Day 12: Not a Place at the Table, But a Place in the World
- Vishruthaa B
- Dec 16, 2022
- 3 min read
As a kid, my Mother made sure I knew we were all equal - men, women; girls, boys. She made sure I wasn’t presumptuous or insecure about my strengths, that I wouldn’t doubt them simply because I was born a girl. My aunt always said, “There’s something to be learned from everyone. No matter how young or old, each person knows at least one thing that you don’t. So keep your mind open.” My grandparents are the same, which is why their kids grew up to be independent, quite intensely so.
I’m not saying they’re perfect, just that they tried - quite possibly more than most - and well, succeeded. I never had to pay any attention to any of it or learn anything about the differences, not because they didn’t exist but because I was kind of immune to them. As a kid, you’re learning about the world and you believe what you know to be true. You know only what you know, that’s always the case.
And I suppose that’s why it was a huge culture shock for me after going out of school and seeing people of all kinds. Because even school for me wasn’t a place of as much division as I saw outside.( - As all schools should be, but unfortunately, that’s not how things are. I was quite lucky in this regard.)
Here’s just one observation for instance: Guys, - I don’t know about other genders, my experience has mostly just been with guys - when they talk to you - a girl - they’ll say the darndest things. They’ll be your friend, or so you both think and so the does the world, let’s say. And yet they say shit like, “What happened to your voice? Take a cock in your mouth. It’ll fix your throat.”
Or they say, “I need to get laid”. You tell them why don’t they ask a particular person out. To which their answer goes something like, “Nah, she’s used.”
What I didn’t realize for the longest time was this: The second you go from a random stranger they happened to meet in class to a random stranger they met, but is also now dating their friend or another scenario - a random stranger they met but is also their friend’s sister or cousin or anything that ties you to them, you never hear a peep out of them. Ever again.
Until that moment, they have every kind of opinion. Your opinions are in their dominion to be judged and criticized. They’re not scared to say anything. But soon after you’re someone who’s tied to someone they have in their lives, everything goes hush. It’s like you’re a completely new person.
Why is it that you do not realize that, that girl is her own person? The respect she deserves or gets isn’t to be tied to whose daughter or whose sister or whose girlfriend or wife she is, but to her & her alone.

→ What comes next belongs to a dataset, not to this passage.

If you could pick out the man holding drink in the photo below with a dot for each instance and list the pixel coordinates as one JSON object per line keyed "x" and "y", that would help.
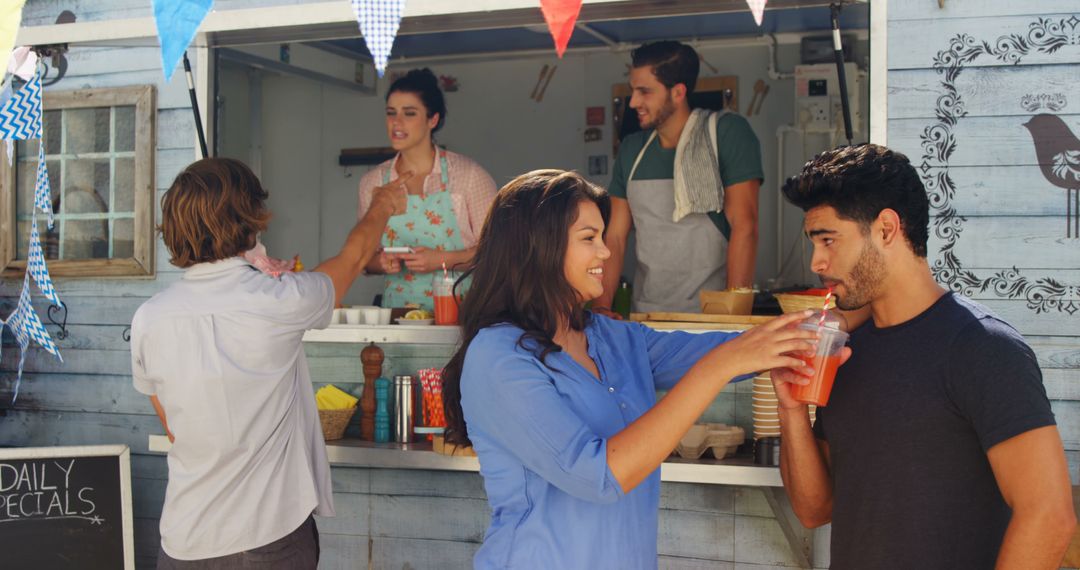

Your attitude toward her may change based on those external ties, but she as a person never has. She’s grown to be a person, the same as you and everyone you’ve known, loved and cherished.
To all of you who have a particular set of expectations of a woman who you’ve met through ties and different ones for a woman you’ve met through no ties, I’m not here to change anyone’s mind. I mean none of this probably would’ve even occurred to me had they kept talking to me the same as before, I’d have figured that’s just how they are, who they are. I’m not here to shame anyone.
I’m here to acknowledge that most of this comes into and becomes part of our own attitudes through culture, even some traditions and most of all through our experiences and especially those experiences we have during our foundational years.
It’s not up to the world to teach us only the right things. It’s up to us to be able to differentiate between right and wrong and to be able to accept that which You deem right.
P.S: We don’t witness every face of a person. All I can say is, do not dismiss what you do see, due to your own positive bias. The benefit of the doubt is not fitting or benefiting everywhere.
And we’re done with Day 12 already. Damn.